This has been one of Daniel Bernstein's big critiques of DNSSEC. It's not one of mine, but I'm still happy to see his argument validated.
† (at a tier 1 Cloudflare doesn't have a business relationship with, which makes this kind of a "my cousin's best friend told me" number, but still)
How does this validate DJB's criticism? He's saying we shouldn't adopt DNSSEC because of traffic amplification. But we're already in an untenable situation with the amplification caused by bog standard DNS -- according to your quote, it's even worse than DNSSEC -- so we need to solve the problem anyway.
So, given that there is already a list of open resolvers and the problem is that they can be used to DDoS a server - why doesn't someone just make them attack each other?
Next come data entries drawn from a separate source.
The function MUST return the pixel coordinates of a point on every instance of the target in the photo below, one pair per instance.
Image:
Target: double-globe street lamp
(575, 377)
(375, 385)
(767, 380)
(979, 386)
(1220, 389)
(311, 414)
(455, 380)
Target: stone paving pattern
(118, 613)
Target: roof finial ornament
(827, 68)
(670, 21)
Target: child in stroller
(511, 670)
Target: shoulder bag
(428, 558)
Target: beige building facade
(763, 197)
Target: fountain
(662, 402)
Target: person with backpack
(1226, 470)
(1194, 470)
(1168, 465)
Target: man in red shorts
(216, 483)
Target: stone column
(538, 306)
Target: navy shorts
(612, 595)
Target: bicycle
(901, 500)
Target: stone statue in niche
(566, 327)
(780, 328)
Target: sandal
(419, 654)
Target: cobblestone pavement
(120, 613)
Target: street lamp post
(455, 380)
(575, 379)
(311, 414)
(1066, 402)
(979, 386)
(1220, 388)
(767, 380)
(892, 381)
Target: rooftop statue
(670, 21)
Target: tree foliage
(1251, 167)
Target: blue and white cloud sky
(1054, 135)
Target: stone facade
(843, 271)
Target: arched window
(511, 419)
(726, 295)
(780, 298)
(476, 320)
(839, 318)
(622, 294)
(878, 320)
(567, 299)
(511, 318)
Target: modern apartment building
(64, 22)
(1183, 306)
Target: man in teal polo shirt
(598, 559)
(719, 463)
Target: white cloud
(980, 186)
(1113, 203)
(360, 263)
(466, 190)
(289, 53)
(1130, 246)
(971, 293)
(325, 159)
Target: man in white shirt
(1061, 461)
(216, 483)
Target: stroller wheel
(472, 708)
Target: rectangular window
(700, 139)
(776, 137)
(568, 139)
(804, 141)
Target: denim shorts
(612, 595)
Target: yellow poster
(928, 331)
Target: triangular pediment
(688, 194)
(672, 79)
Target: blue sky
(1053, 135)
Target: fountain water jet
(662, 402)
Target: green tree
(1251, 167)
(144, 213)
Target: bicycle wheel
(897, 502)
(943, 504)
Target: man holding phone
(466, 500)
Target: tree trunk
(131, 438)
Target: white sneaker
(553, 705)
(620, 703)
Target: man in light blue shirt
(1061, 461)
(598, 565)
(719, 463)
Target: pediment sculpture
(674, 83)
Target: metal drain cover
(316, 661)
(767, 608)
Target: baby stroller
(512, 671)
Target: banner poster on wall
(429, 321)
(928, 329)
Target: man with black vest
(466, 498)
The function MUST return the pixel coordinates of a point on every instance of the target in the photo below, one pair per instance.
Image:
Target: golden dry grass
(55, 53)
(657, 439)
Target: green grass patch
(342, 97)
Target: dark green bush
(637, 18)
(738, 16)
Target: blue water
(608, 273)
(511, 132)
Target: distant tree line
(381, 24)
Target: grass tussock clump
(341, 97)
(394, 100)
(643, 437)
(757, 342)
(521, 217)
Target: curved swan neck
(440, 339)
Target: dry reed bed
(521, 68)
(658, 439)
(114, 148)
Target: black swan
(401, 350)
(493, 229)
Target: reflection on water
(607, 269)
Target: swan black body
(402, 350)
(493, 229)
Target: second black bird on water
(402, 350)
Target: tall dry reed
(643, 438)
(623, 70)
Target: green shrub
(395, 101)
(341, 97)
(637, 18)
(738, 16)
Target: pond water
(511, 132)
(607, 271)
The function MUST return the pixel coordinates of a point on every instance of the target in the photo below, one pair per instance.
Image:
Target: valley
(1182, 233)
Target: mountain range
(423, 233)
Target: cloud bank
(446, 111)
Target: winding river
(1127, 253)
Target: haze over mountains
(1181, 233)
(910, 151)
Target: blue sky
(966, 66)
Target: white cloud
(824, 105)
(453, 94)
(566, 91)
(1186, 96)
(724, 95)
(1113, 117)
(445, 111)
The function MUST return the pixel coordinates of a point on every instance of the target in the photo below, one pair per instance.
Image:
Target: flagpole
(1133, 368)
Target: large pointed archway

From what I have read one could easily forge packages appearing to come from DNS A and send it to DNS B-Z. Rinse, repeat and take down the servers one by one.
Obviously this is probably illegal, but there would definitely be a beautiful irony to it. :)
These open resolvers are largely run by ISPs and resolve addresses for their customers. Taking them down would cripple the Internet access of their peers.
They do not need to be taken down; they need to be reconfigured. An open DNS resolver is (arguably) misconfigured, not malicious.
This is why I pay CloudFlare each month. They repeatedly publicly show that they know exactly what they're doing - and they do it without any sense of smugness.
I was confused too. It seems the openresolverproject link is reporting more than just open resolvers. Those are active nameservers. I checked two nameserves I had set up at my previous dayjob and was surprised they were on the list. I then checked them manually with dig and found they were in fact not open. Confirmed with this tool: http://dns.measurement-factory.com/cgi-bin/openresolvercheck...
I think the RCODE is important. I also checked 8.8.8.8 but got a result I wasn't expecting.
Doing a DDoS attack in the cause (however questionable the commitment to that cause is let's put it to one side for now) of Internet freedom is a ridiculous strategy. The more this sort of thing becomes inevitable the more TPTB will clamp down on such things and eventually we'll find ourselves on an Internet with far fewer freedoms and it'll all be far more locked down.
Whether you like it or not society tends to react like high-school - when enough people abuse a privilege eventually that privilege gets taken away. You can argue that a free Internet is a right (as some do) but you won't win that argument in the public sphere if that right is used to stop everyone else from getting done what they want to do online.
What are the incentives for the maintainers of open DNS recursors? How can we alter their incentives so that they can no longer be used in DNS amplification attacks?
There are some benefits (incentives) to running your own DNS server with the ability to perform recursive queries, but best practices dictate that these servers should only accept queries from "trusted clients". So, it's not so much that there are incentives to run an open recursor as it is there are very few negative incentives to running an open DNS recursor. I keep highlighting the word "open", because the open state of a DNS server is often not an intentional decision.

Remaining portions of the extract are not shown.